Apple's AI research team has introduced CAMPHOR, a new AI framework designed to process complex user queries locally on mobile devices while preserving user privacy.
CAMPHOR (Collaborative Agents for Multi-input Planning and High-Order Reasoning On Device) uses a hierarchical structure with specialized agents coordinated by a higher-level reasoning agent. This agent breaks down complex tasks into sub-steps and assigns them to expert agents.
Specialized agents cover areas such as personal context, device information, user perception, external knowledge, and task execution. Apple says this approach improves privacy and reduces latency compared to server-based solutions, which often require multiple exchanges between server and device.
Squeezing AI into your pocket
CAMPHOR uses prompt compression to make the most of limited mobile device resources. This technique reduces memory requirements by compressing function definitions into individual tokens. The study found that for certain agents, the number of static prompt tokens was reduced by up to 96 percent.
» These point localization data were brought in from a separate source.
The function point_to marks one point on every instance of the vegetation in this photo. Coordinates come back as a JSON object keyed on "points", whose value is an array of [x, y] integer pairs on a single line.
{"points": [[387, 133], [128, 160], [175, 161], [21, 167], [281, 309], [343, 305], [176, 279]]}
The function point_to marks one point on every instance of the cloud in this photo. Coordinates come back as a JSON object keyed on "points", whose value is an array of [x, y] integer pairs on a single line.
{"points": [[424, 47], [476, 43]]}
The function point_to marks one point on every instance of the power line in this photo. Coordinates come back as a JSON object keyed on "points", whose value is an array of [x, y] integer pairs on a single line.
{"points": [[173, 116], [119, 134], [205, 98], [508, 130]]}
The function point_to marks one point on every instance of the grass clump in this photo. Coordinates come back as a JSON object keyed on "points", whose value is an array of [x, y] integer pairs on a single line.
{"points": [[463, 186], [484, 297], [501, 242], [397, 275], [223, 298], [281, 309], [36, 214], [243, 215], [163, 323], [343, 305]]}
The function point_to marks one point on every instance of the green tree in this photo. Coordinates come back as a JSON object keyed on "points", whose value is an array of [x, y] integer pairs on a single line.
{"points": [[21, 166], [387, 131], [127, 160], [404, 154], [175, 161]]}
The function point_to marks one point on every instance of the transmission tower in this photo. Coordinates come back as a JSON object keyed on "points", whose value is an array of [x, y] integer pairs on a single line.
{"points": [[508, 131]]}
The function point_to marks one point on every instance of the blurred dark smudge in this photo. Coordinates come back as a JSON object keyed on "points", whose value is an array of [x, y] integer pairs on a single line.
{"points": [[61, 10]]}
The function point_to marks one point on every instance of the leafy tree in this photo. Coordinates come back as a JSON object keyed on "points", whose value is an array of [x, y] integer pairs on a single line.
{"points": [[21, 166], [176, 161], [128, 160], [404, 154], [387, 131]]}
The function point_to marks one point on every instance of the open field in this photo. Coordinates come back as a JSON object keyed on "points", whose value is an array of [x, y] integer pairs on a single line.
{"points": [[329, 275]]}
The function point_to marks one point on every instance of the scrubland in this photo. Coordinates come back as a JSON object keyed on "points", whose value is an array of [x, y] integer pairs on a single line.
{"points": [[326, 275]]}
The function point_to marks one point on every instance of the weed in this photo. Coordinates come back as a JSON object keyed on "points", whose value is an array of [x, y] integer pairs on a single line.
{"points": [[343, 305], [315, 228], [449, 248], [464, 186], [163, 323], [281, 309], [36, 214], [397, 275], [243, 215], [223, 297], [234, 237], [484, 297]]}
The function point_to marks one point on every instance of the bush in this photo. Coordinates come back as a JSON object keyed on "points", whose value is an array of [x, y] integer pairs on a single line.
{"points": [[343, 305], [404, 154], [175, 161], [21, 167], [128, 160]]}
This substantial reduction in memory needs comes with only minor changes in accuracy. The Plan-F1 value, which measures task performance accuracy, only dropped from 39.89% to 38.45%. In tests, CAMPHOR's fine-tuned small language models outperformed large language models on personalized tasks, scoring up to 35% higher in task completion performance.
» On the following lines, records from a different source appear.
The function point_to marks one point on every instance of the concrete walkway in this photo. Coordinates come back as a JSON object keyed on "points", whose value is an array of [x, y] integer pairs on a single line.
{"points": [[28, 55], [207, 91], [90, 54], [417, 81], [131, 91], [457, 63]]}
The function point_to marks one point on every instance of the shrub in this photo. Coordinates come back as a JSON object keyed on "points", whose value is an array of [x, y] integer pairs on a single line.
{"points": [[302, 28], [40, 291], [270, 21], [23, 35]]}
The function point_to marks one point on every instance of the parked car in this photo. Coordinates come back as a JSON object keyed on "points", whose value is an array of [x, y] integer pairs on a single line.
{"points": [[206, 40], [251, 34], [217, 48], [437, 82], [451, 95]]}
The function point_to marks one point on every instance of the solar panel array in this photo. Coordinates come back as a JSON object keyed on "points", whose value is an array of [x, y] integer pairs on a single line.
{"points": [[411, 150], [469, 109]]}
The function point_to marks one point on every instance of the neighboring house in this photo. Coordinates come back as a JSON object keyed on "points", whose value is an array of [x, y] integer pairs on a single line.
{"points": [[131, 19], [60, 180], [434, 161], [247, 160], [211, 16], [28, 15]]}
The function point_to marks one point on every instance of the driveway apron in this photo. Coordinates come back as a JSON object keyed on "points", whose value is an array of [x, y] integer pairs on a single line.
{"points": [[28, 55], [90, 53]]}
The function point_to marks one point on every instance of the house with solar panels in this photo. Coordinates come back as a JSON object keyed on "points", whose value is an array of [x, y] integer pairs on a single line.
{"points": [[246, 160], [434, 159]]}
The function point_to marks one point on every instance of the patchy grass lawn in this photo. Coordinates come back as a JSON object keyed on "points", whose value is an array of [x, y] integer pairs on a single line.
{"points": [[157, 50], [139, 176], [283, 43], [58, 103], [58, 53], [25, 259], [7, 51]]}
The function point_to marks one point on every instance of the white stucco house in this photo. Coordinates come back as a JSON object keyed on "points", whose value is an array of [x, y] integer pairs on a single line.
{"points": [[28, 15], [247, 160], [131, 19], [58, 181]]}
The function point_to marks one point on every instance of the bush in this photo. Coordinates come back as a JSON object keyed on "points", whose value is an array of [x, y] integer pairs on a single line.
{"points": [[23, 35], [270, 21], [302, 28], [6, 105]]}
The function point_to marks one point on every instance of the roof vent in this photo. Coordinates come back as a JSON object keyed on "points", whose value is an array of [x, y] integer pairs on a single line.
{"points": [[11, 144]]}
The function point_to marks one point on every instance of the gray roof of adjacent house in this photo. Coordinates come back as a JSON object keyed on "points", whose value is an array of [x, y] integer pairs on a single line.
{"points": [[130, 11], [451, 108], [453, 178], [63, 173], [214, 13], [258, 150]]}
The team notes that the current CAMPHOR framework is limited to single interactions. Future work will focus on extending CAMPHOR for multiple interactions and integrating more complex runtime feedback and error handling.
AI could one day control your iPhone - and more
Apple's CAMPHOR represents a vision of AI agents that can interact with users in natural language while understanding and interacting with their environment, such as the smartphone interface. If successful, this principle could extend to many areas of work and life. OpenAI CEO Sam Altman is investing in hardware that integrates agentic, assistant-like AI into everyday life.
OpenAI recently released an open-source framework called "Swarm" on GitHub, a tool for creating, orchestrating, and deploying multi-agent systems. Swarm aims to make agent coordination and execution lightweight, controllable, and easy to test. Swarm uses routines and handoffs. Routines contain instructions and tools. Handoffs allow agents to route conversations. According to OpenAI, Swarm is experimental and not yet ready for production.